So what’s going on here? Cumberbatch afterall, is a bit flavour-of-the-month-ish given the success of Sherlock and the whole Hobbit juggernaut. Would he, therefore, prove more of a box office drawcard than someone with an actual American accent?
I doubt it. August is a “women’s film” with Meryl and Julia at the helm: I mean, Cumberbatch is billed after Abigail Breslin on the posters for heaven’s sake; distributors evidently never fancied him as some grand-ticket-selling-lothario.
So does a film fall over when an accent gets butchered? Leonardo DiCaprio’s “South African” malarkey in Blood Diamond (2006), made a bad film even worse. I still wonder whether the abysmal accents were the “comedy” or the downfall in You Don’t Mess with the Zohan (2008); I suspect likely both. And let us not forget the many unfortunate attempts at Australian in that Simpsons episode.

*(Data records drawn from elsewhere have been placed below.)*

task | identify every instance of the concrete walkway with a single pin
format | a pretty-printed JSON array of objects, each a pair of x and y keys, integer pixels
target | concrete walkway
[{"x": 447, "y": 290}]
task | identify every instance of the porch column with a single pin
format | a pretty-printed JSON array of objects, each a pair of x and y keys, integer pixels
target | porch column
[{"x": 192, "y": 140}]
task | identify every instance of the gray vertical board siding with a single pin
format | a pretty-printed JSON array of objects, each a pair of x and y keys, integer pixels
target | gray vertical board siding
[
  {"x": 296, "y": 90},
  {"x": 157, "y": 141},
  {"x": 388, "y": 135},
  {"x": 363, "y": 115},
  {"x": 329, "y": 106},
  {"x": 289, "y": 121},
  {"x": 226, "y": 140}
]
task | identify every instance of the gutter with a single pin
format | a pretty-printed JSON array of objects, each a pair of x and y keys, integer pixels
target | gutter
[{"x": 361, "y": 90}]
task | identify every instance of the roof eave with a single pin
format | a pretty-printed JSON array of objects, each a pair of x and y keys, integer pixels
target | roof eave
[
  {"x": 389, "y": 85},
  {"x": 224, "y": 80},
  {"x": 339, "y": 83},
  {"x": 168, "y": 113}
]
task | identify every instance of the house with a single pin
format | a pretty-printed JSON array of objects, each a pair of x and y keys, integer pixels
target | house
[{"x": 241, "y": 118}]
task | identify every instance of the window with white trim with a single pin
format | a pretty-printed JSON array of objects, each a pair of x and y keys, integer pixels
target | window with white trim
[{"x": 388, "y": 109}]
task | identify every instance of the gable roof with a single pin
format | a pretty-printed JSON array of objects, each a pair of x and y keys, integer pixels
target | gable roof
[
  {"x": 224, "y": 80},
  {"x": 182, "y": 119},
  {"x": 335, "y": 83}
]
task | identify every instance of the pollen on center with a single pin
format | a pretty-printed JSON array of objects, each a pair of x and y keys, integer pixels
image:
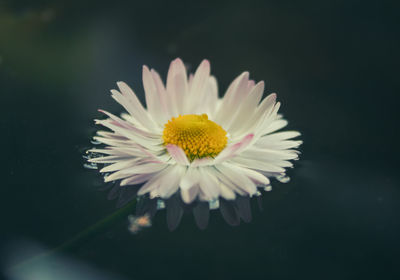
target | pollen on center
[{"x": 196, "y": 135}]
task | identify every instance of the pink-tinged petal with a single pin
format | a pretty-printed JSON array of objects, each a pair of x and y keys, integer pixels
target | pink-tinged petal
[
  {"x": 199, "y": 84},
  {"x": 285, "y": 135},
  {"x": 177, "y": 87},
  {"x": 234, "y": 149},
  {"x": 136, "y": 179},
  {"x": 201, "y": 162},
  {"x": 262, "y": 111},
  {"x": 255, "y": 176},
  {"x": 155, "y": 99},
  {"x": 236, "y": 176},
  {"x": 170, "y": 181},
  {"x": 149, "y": 143},
  {"x": 247, "y": 109},
  {"x": 232, "y": 101},
  {"x": 258, "y": 165},
  {"x": 177, "y": 154},
  {"x": 274, "y": 126},
  {"x": 189, "y": 185},
  {"x": 138, "y": 169},
  {"x": 127, "y": 125},
  {"x": 208, "y": 184}
]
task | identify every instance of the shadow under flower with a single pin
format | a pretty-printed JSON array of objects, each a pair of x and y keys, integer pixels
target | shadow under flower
[{"x": 233, "y": 211}]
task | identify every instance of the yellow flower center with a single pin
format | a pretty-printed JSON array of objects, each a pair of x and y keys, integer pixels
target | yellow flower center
[{"x": 196, "y": 135}]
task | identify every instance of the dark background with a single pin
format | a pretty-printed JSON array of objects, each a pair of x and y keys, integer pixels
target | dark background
[{"x": 335, "y": 67}]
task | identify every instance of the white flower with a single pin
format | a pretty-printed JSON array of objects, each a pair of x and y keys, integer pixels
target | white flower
[{"x": 189, "y": 140}]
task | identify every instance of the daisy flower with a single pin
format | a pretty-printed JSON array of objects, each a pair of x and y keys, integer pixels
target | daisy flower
[{"x": 188, "y": 141}]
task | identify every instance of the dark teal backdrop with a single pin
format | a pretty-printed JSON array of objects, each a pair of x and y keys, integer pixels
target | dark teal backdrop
[{"x": 334, "y": 65}]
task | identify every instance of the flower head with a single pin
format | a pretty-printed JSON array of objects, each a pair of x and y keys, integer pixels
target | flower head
[{"x": 190, "y": 142}]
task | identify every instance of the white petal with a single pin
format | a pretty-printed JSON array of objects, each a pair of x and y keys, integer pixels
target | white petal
[
  {"x": 234, "y": 149},
  {"x": 263, "y": 110},
  {"x": 135, "y": 107},
  {"x": 236, "y": 176},
  {"x": 189, "y": 185},
  {"x": 208, "y": 184},
  {"x": 235, "y": 94}
]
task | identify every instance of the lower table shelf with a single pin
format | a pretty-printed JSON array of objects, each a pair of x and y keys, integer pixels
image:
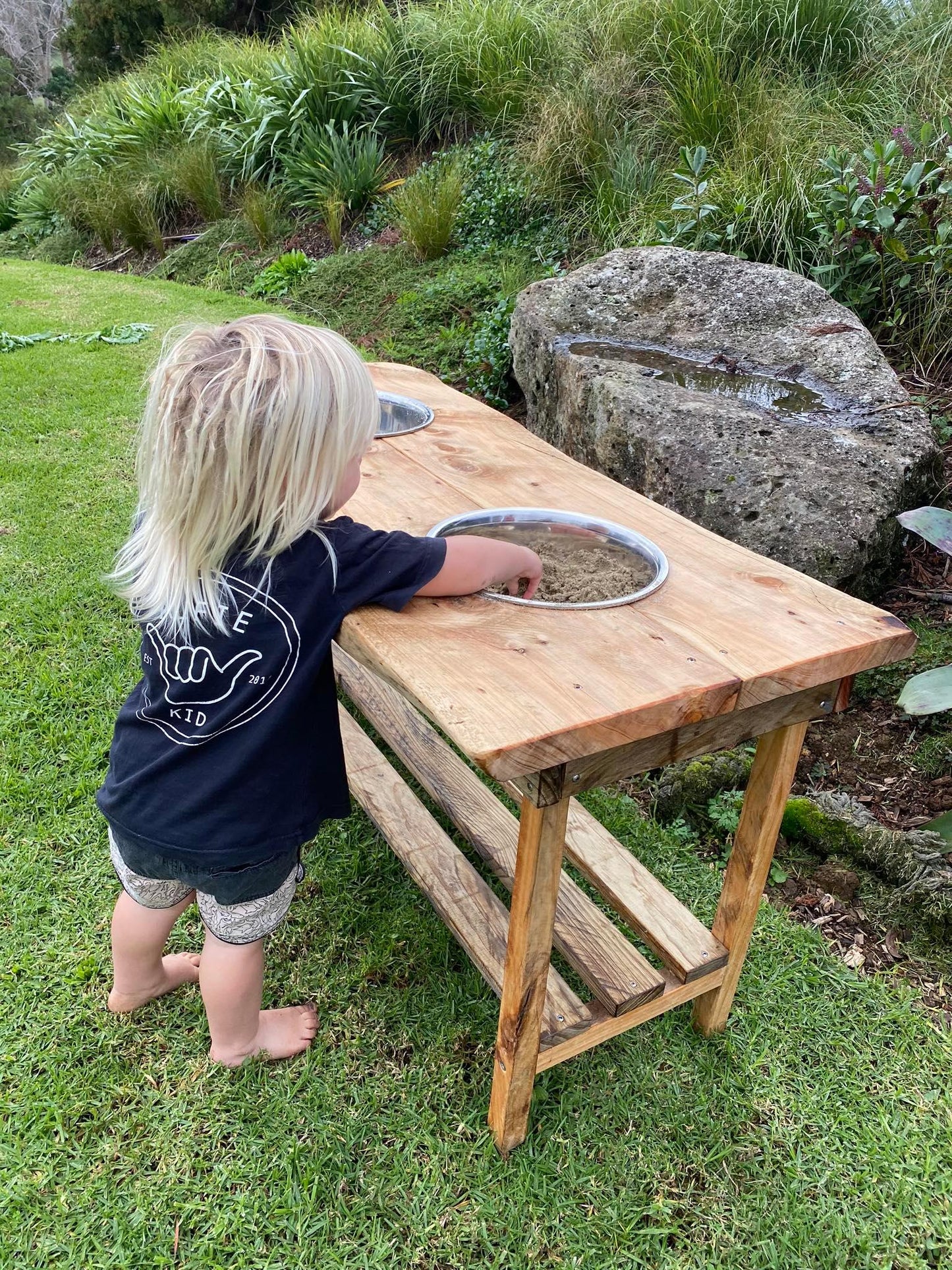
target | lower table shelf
[{"x": 626, "y": 987}]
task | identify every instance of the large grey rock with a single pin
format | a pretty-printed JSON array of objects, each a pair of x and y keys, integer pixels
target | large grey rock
[{"x": 815, "y": 488}]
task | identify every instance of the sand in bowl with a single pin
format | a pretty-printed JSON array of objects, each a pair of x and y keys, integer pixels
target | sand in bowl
[{"x": 576, "y": 568}]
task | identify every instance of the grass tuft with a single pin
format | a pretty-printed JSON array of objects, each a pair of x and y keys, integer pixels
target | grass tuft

Of course, perhaps it’s only noticeable because we’re listening harder. Do I associate Cumberbatch so very closely with Sherlock – with his whole asexual, proper Englishness – that I’m simply waiting for him to fail? Equally, maybe it’s not that big a problem anyhow: Dick Van Dyke’s Cockney in Mary Poppins (1963) frequently top lists of worst accents in cinema history and yet the film is still fondly recalled.
Cumberbatch’s role in August is actually quite tiny. Key, but tiny. Meaning it could have been played by anyone, alternatively, that it being accented badly isn’t perhaps the hugest of problems.
Then again, the hugest of problems rarely interest me.